MIT An MIT licensed software can be redistributed under any other license if the original copyright and license notice is included in the software license. The licensed software can be used, distributed, and modified to any extent; even for proprietary purposes.
openrail OpenRAIL license family

For more information on licensing check out this awesome primer.

Steps for Submitting Your Own Model To the Hugging Face Open LLM Leaderboard For Evaluation

The first thing you’ll want to consider before submitting your model to Hugging Face’s leaderboard is your license. Their leaderboard is for open source models so you’ll want to make sure the model you developed has an open source license.

The next step is to load your model to Hugging Face and fill out your model card to add extra information about models to the leaderboard. You’ll also want to make sure the model is set to Public.

Make sure you can load your model and tokenizer using AutoClasses. If you run into issues with this part, follow the error you received to debug your model. There is likely something wrong with how the model was uploaded to your Hugging Face repo.

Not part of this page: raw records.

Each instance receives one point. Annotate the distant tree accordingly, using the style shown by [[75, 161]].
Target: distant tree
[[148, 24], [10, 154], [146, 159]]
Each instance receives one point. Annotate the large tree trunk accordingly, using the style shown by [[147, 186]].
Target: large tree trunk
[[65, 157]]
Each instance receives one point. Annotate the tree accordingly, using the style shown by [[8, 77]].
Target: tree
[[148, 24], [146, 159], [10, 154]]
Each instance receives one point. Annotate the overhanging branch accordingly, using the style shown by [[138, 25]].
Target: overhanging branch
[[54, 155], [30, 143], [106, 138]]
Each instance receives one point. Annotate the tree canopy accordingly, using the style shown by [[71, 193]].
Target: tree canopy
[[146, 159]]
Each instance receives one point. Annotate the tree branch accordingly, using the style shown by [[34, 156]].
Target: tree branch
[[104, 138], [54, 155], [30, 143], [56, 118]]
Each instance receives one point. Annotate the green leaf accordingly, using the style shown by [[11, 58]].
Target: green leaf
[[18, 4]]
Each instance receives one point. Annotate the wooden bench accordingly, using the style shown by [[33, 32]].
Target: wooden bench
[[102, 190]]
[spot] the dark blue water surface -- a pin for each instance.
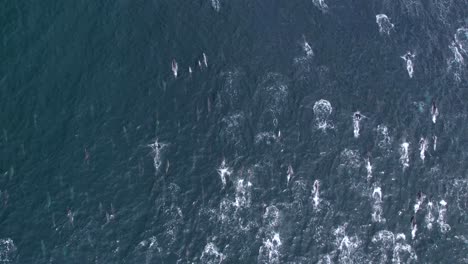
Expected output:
(257, 156)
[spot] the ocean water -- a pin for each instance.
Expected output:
(309, 131)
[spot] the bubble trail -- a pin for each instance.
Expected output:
(384, 24)
(408, 58)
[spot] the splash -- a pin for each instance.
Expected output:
(383, 137)
(350, 159)
(315, 193)
(461, 39)
(307, 49)
(322, 111)
(357, 117)
(224, 171)
(384, 24)
(368, 168)
(320, 4)
(429, 218)
(404, 152)
(157, 148)
(346, 246)
(216, 5)
(381, 244)
(456, 62)
(442, 219)
(408, 58)
(269, 252)
(290, 173)
(242, 198)
(211, 254)
(377, 205)
(7, 250)
(423, 146)
(402, 252)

from transformers import AutoConfig, AutoModel, AutoTokenizer
config = AutoConfig.from_pretrained("your model name", revision=revision)
model = AutoModel.from_pretrained("your model name", revision=revision)
tokenizer = AutoTokenizer.from_pretrained("your model name", revision=revision)

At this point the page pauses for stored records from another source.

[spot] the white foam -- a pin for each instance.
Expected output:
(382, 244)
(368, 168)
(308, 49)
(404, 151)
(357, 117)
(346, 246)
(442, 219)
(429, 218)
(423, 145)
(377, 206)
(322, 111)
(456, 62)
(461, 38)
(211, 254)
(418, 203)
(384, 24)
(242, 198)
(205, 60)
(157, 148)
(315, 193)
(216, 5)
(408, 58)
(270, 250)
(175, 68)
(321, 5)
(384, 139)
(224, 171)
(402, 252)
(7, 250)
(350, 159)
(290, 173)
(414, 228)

Convert your model weights to safetensors, a new format for storing weights which is safer and faster to load and use. It will also allow the number of weights of your model to be added to the Extended Viewer.

Finally, submit your model to the leaderboard for evaluation.

Summary

Selecting the ideal model for your unique application is a complex process. Amidst the near weekly influx of new models, distinguishing the state-of-the-art models is extremely challenging. Fortunately, the community has developed benchmarks and leaderboards that streamline the process of comparing and evaluating LLMs. These leaderboards present up-to-date metrics based on unified performance benchmarks that test on a wide array of reasoning abilities and general knowledge tasks. You’ll want to be sure you keep your use case in mind while reviewing the benchmarks and licenses for models to ensure you are choosing the one that is best aligned with your desired application.